# AV receiver calibration microphones



## vfxmorley (Feb 3, 2010)

Hi all.

another newbie question. Does anyone ever use the external mic that come with their AV receiver with REW?
I am about to purchase an Integra 8.9 and wondering if the mic that comes with it would be good enough? you assume it would as it what its designed for?

maybe a stupid question but I thought id ask

thanks in advance


----------



## Wayne A. Pflughaupt (Apr 13, 2006)

Those mics can't be used with REW. Basically, they are cheapie mics that aren't terribly accurate. The receiver they come with will have built-in compensation for the mic's inaccuracies. IOW, an internal "calibration file." Any mic used with REW requires a calibration file to compensate for its deviations from flat response; otherwise the graph you'd see in REW would be a combination of the room and the mic. The problem with the receiver's mics is that we have no way of knowing what their frequency response is, and therefore have no means to create a calibration file for it. Make sense?

Regards,
Wayne


----------



## vfxmorley (Feb 3, 2010)

makes perfect sense.

thanks

ecm8000 for me


----------



## tonyvdb (Sep 5, 2007)

There are other options as well, You still do require an SPL meter in order to get the levels accurate to 75db's. Are you planning to do full range readings or just ballpark full range with emphases on the lower range including subwoofer levels?


----------



## vfxmorley (Feb 3, 2010)

tonyvdb said:


> There are other options as well, You still do require an SPL meter in order to get the levels accurate to 75db's. Are you planning to do full range readings or just ballpark full range with emphases on the lower range including subwoofer levels?

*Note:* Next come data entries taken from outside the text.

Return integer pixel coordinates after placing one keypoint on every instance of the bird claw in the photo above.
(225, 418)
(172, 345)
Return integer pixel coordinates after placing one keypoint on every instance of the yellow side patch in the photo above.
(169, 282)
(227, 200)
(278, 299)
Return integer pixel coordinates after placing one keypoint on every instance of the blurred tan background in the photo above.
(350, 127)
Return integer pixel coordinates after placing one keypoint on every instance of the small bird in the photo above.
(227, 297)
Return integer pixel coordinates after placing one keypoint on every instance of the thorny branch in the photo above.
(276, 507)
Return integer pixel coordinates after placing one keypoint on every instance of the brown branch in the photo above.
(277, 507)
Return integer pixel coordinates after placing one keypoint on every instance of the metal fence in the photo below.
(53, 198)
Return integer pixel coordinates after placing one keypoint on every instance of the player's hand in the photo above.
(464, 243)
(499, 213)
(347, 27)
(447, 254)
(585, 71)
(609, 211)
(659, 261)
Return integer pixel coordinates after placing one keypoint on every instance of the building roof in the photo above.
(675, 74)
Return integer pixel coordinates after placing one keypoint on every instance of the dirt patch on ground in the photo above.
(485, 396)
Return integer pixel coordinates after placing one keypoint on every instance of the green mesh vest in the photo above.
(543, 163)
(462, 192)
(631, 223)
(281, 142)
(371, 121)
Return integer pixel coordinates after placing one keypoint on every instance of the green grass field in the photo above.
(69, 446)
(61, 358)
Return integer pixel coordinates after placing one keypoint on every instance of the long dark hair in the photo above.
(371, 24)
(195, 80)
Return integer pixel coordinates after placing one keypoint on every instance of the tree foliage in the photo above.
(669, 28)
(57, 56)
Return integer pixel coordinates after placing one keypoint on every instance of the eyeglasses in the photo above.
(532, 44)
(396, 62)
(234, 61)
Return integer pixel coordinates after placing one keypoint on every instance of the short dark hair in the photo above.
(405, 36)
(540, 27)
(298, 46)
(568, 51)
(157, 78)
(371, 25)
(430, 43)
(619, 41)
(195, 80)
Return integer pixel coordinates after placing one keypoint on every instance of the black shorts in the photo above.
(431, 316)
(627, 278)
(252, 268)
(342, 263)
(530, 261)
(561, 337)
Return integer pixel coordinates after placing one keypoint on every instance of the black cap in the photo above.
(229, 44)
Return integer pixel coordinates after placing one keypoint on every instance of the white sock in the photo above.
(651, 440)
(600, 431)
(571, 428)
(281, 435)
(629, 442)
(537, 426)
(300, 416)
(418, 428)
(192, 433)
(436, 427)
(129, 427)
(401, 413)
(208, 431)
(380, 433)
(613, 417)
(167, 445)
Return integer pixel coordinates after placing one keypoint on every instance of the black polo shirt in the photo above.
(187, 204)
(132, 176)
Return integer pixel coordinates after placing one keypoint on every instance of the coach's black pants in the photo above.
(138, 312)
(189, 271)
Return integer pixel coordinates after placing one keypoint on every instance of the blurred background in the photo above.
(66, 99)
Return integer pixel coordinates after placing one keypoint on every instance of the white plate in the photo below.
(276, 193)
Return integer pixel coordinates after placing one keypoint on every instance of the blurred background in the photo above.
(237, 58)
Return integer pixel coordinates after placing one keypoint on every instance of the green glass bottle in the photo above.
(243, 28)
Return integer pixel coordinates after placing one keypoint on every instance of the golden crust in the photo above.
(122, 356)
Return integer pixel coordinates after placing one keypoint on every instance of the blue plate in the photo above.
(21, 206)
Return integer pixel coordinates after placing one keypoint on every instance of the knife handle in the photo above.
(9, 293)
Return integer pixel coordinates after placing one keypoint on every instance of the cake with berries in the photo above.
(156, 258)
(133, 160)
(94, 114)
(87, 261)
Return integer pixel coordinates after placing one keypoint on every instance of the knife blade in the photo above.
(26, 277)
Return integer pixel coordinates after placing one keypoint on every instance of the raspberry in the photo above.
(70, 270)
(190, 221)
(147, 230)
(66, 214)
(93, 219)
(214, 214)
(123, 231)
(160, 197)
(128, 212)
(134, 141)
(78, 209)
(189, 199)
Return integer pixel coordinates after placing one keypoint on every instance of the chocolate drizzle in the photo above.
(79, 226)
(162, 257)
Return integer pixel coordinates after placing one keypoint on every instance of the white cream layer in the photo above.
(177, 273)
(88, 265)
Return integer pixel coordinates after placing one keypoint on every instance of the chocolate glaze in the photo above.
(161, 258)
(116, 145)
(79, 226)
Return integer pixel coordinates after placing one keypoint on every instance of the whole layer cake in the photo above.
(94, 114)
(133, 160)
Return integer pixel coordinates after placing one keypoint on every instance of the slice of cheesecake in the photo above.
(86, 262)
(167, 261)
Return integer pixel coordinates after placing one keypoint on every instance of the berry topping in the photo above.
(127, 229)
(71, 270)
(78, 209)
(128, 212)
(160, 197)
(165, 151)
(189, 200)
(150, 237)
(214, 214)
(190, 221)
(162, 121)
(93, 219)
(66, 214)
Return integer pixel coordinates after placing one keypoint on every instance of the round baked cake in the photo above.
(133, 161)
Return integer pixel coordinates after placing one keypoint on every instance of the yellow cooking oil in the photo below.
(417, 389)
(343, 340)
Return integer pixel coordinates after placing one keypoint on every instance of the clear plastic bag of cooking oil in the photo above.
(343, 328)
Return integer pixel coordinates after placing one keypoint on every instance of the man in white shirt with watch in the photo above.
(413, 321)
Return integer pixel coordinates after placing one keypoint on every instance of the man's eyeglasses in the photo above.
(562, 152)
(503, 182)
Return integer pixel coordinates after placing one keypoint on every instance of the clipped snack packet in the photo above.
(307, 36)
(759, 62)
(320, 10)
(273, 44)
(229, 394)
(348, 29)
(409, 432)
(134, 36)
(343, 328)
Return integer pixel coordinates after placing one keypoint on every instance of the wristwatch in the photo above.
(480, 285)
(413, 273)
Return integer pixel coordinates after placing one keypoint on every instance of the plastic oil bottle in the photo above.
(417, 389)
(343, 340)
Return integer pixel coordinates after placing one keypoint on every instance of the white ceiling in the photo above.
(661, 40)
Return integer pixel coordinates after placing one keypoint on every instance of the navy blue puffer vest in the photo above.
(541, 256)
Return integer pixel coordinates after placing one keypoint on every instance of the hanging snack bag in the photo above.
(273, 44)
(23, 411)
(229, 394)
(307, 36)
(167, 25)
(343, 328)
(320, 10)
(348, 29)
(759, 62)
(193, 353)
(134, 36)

I'll definatly get an SPL. Everything else us actually for a bit if fun. So that's why I was looking fir a cheaper method. I don't really have that much ability to "tune" the system after analyzing. 
My main reason for doing it was curiosity to see how good I'd designed the room!
_Posted via Mobile Device_


----------



## tonyvdb (Sep 5, 2007)

If your not planing on doing full range readings (above 12khz) then you dont even need the ECM8000 you could just use the Galaxy CM140 as it is an excellent SPL meter and decent mic in one unit that works very well with REW.


----------



## glaufman (Nov 25, 2007)

Well for cheaper, you can use just the SPL from RS up to 3kHz.


----------